Quels sont vos projets aujourd’hui ?
Notre tragédie (je fais référence aux événements en Ukraine de novembre 2013 jusqu’à aujourd’hui) nous a réunis, Ukrainiens et Français. Je suis venu présenter une nouvelle initiative qui s’appelle «l’Ukraine de la Nuit » qui a lieu le 14 mai à Paris, à la Bellevilloise.

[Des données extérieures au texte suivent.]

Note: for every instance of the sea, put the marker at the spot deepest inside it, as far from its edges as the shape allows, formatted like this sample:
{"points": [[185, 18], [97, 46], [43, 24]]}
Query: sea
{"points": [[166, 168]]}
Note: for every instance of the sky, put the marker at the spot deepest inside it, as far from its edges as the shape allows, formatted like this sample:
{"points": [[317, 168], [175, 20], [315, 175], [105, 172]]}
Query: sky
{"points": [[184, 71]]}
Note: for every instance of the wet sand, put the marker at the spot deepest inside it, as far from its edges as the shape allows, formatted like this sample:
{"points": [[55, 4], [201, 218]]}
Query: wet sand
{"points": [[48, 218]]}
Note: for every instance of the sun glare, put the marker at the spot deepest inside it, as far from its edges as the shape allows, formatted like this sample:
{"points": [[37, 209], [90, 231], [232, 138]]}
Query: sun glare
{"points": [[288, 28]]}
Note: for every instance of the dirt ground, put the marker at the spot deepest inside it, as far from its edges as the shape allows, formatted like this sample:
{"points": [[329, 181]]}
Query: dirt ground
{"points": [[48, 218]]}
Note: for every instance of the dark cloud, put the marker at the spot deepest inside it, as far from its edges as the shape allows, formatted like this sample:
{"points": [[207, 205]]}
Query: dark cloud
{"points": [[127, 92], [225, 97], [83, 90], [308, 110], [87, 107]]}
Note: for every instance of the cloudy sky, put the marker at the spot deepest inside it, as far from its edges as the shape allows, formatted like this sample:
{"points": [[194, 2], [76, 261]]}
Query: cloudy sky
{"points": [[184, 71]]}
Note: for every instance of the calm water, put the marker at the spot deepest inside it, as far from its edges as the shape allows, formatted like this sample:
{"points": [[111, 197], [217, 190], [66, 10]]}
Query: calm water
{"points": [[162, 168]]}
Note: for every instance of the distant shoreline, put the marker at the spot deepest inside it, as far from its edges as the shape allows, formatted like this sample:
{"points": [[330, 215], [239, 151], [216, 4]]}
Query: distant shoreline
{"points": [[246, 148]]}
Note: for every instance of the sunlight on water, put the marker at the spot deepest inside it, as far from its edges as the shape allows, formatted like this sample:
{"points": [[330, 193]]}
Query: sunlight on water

C’est à la fois une discussion politique et une soirée musicale. C’était mon idée à la base, donc j’ai contacté Natalka Pasternak, présidente du Comité représentatif de la communauté ukrainienne en France. Beaucoup de gens ont répondu à cette initiative... Le malheur passera un jour, mais nous, nous devons rester actifs et solidaires. Nous nous sommes réunis afin de discuter de nos projets, des perspectives de collaboration. Il faut être très créatif et actif. Je suis venu pour la première fois en France à l’époque soviétique. Les Français ne connaissaient pas du tout les Ukrainiens. Lorsque nous avions joué de l’accordéon ici à Montmartre, les gens nous prenaient pour des Tsiganes ou bien des Juifs ou des Russes. Aujourd’hui, la situation a bien changé. Nous avons un statut différent, on nous perçoit et nous reçoit différemment.
Nous avons beaucoup de choses en commun, les Ukrainiens et les Français. Je peux citer quelques
personnalités qui font le lien entre les deux pays : Serge Lifar et Vaslav Nijinski (qui sont nés à Kiev) ou Gogol, Vertinski... Pendant très longtemps nous ne soupçonnions pas qu’il y a tant de liens entre nos cultures. Aujourd’hui je vois les Français qui connaissent mieux les Ukrainiens, qui sont devenus plus proches, plus attentifs... Je pense que la solidarité traditionnelle des Français s’est transformée en compassion, en chaleur humaine, en entreaide, ce qui est un trait de notre culture. Ce qui nous manquait à nous les Ukrainiens, c’est cette capacité et cette détermination à se battre pour ses droits, ténacité qui caractérise les Français.
D’autres projets à venir ?
Je vais me mettre à « rêver », car je suis le « rêveur » numéro un ! Mais si je dois parler sérieusement, je vais rencontrer mes partenaires et on va travailler sur des projets concrets, sur les « business plans ». Nous vivons des temps difficiles. Il y a beaucoup d’inquiétude quant à l’avenir de l’Ukraine.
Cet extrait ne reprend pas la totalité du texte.